The directives from the SVR to Buryakov, Sporyshev and Podobnyy, as well as to other covert SVR agents acting within the United States, included requests to gather intelligence on, among other subjects, potential U.S. sanctions against Russian banks and the United States’ efforts to develop alternative energy resources.
During the course of their work as covert SVR agents in the United States, Buryakov, Sporyshev and Podobnyy regularly met and communicated using clandestine methods and coded messages in order to exchange intelligence-related information while shielding their associations with one another as SVR agents. Sporyshev was responsible for relaying intelligence assignments from the SVR to Buryakov.
On or about March 28, 2014, Sporyshev was recorded telling Buryakov that he needed help researching the “effects of economic sanctions on our country,” among other things. A few days later, on April 2, 2014, Sporyshev called Buryakov and stated, in an intercepted conversation, that he had not seen Buryakov in a while, and asked to meet Buryakov outside VEB’s office in New York in 20 minutes. A court-authorized search of Buryakov’s computer at VEB revealed that, at around the time of this telephone call, Buryakov conducted the following internet searches: “sanctions Russia consiquences” [sic] and “sanctions Russia impact.”
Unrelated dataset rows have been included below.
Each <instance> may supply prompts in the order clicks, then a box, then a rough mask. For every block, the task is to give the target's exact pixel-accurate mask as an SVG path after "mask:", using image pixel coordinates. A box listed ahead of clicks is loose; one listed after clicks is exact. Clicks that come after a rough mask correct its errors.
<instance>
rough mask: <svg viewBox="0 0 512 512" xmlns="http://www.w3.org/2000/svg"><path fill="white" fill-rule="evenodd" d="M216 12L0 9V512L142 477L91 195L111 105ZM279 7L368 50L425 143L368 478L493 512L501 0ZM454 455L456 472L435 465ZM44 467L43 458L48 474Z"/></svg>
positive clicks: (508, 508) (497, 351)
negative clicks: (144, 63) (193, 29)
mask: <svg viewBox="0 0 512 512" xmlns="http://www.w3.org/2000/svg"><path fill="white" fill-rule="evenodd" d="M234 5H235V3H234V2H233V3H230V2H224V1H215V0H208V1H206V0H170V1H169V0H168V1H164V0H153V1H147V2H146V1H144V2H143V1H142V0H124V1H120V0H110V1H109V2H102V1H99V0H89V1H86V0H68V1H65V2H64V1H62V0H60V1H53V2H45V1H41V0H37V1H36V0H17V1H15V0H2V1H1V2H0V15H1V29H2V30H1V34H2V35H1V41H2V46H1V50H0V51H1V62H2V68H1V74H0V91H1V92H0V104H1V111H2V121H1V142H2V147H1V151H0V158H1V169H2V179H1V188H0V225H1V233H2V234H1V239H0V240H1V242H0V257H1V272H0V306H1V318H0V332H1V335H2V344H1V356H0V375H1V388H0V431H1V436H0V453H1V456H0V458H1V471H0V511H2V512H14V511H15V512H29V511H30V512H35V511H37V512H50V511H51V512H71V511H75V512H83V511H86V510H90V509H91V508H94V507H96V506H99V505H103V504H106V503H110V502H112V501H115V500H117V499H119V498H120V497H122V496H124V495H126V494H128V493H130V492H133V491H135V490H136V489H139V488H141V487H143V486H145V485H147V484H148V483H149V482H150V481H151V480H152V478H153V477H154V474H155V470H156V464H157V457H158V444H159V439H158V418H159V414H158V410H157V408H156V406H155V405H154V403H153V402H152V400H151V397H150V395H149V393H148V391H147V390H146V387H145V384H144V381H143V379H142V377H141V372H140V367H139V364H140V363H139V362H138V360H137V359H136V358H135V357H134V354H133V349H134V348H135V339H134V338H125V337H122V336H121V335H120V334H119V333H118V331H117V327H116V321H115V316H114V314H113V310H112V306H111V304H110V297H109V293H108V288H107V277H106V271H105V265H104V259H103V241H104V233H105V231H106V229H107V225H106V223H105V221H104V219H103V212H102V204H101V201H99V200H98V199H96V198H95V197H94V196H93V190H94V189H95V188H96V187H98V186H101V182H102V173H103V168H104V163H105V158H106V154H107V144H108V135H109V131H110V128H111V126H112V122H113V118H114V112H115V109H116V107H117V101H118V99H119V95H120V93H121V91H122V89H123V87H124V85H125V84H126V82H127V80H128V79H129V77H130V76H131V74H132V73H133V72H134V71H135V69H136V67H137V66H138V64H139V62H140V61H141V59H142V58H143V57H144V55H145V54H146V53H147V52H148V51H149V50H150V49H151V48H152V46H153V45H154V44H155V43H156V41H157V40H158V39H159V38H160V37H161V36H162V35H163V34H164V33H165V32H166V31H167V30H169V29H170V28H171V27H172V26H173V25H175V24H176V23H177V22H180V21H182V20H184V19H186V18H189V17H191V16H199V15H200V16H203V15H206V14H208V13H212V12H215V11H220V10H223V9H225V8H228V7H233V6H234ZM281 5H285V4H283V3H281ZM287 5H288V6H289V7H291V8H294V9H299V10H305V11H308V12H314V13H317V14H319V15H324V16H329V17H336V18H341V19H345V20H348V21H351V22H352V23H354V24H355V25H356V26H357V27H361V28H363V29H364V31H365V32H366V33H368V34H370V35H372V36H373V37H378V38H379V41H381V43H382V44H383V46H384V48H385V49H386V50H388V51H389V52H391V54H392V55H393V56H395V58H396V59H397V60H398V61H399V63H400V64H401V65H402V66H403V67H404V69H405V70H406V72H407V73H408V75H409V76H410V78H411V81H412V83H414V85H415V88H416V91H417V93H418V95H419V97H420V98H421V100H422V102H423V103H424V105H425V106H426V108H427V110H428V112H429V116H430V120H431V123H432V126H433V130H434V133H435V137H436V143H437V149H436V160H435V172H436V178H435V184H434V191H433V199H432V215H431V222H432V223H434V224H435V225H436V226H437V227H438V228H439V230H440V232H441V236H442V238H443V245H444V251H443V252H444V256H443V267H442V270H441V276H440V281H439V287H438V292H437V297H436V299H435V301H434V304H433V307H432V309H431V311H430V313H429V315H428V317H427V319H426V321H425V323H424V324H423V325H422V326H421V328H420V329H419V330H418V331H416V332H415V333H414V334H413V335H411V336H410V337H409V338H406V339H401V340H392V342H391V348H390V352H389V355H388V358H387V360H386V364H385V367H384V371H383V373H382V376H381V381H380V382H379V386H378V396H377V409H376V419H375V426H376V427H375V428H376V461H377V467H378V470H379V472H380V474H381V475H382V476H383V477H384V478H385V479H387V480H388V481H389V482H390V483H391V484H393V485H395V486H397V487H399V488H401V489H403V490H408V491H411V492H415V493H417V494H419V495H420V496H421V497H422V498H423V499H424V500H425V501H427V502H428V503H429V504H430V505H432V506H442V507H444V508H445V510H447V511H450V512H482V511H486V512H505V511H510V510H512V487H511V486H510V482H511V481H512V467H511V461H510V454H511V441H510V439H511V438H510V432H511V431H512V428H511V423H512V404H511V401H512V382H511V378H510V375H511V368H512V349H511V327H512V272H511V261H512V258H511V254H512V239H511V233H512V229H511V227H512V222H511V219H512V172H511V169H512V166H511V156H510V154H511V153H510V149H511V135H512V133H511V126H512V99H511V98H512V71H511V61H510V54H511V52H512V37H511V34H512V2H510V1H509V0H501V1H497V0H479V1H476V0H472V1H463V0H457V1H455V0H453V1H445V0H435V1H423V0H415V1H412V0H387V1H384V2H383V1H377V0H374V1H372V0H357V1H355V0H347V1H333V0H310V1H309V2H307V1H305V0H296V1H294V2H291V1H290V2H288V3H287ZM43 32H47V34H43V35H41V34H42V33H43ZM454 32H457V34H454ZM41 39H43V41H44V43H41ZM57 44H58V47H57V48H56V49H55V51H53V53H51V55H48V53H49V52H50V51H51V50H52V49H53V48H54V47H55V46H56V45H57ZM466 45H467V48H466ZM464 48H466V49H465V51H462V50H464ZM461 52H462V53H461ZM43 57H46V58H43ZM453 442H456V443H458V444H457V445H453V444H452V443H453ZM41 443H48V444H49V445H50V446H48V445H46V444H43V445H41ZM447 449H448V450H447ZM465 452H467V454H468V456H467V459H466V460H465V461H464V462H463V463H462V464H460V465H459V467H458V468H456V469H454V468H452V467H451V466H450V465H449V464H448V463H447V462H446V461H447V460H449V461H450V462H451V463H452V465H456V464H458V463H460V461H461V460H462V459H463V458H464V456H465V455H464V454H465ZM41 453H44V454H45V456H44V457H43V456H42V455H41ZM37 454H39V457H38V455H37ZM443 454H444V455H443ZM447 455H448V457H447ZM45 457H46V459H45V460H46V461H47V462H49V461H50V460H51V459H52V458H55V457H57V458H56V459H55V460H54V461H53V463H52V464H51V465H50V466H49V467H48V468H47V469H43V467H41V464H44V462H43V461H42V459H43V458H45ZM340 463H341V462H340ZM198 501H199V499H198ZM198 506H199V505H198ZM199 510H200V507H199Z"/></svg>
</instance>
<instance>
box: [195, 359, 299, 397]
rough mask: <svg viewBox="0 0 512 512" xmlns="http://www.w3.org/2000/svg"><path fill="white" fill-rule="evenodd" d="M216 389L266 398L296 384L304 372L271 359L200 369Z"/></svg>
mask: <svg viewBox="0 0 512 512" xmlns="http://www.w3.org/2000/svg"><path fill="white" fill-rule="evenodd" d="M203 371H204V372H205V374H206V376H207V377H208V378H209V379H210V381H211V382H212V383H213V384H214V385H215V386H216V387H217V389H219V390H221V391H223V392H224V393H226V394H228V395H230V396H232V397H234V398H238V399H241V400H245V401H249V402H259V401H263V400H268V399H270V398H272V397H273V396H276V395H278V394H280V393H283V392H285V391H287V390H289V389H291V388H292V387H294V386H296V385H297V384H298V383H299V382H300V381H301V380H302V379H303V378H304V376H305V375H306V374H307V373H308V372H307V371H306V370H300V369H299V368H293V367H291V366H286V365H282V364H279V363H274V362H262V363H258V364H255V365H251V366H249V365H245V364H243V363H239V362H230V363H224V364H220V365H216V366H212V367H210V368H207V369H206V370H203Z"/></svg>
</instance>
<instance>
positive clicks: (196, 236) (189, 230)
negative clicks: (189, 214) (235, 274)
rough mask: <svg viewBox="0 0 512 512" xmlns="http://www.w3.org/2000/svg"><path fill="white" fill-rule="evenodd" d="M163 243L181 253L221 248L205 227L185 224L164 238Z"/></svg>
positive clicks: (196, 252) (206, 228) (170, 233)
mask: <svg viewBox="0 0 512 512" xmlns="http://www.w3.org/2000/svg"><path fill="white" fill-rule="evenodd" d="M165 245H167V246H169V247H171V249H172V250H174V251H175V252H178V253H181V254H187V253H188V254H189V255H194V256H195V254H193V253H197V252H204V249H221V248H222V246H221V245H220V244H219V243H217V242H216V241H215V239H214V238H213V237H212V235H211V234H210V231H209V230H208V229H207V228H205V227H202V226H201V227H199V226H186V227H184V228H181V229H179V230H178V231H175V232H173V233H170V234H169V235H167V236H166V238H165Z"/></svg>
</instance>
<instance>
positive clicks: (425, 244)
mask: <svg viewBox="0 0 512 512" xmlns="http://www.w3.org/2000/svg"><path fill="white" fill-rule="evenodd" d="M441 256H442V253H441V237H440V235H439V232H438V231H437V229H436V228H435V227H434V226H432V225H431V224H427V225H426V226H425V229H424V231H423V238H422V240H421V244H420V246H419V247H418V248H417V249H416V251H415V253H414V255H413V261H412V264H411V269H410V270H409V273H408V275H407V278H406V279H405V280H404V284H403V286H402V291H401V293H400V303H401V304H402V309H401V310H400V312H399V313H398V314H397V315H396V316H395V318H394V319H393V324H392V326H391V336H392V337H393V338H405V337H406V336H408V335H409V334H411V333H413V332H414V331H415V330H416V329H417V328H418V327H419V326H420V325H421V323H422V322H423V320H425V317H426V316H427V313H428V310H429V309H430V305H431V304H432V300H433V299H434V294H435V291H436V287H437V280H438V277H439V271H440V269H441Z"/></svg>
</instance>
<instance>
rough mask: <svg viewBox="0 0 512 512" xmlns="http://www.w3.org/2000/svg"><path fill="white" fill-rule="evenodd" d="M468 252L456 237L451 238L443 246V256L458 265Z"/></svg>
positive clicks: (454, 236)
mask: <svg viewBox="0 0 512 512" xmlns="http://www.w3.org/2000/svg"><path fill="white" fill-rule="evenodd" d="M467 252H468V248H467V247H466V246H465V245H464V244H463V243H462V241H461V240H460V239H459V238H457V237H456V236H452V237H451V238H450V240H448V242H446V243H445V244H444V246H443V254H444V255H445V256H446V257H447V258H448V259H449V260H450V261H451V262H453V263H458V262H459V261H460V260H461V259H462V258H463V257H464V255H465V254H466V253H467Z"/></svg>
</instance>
Two days later, on April 4, 2014, Buryakov called Sporyshev and in an intercepted conversation, stated that he “wrote you an order list,” and suggested that they meet. Approximately 20 minutes later, Sporyshev met Buryakov in the driveway of Buryakov’s home. Their encounter, which was captured by a video surveillance camera located near Buryakov’s residence, lasted approximately two minutes. On the video footage, the defendants appeared to exchange a small object.
In the summer of 2014, Buryakov met multiple times with a confidential source working for the FBI and an FBI undercover employee, both of whom purported to be working on a casino development project in Russia. During these meetings, Buryakov accepted documents that were purportedly obtained from a U.S. government agency and which supposedly contained information potentially useful to Russia, including information about U.S. sanctions against Russia.
Buryakov will be sentenced on May 25, 2016, where he faces a statutory maximum sentence of five years in prison.
Assistant Attorney General Carlin joined U.S. Attorney Bharara in praising the investigative work of the FBI’s Counterintelligence Division.
The prosecution is being handled by Assistant U.S. Attorneys Emil J. Bove III, Brendan F. Quigley and Stephen J. Ritchin of the Southern District of New York, with assistance provided by Senior Trial Attorney Heather Schmidt of the National Security Division’s Counterintelligence and Export Control Section.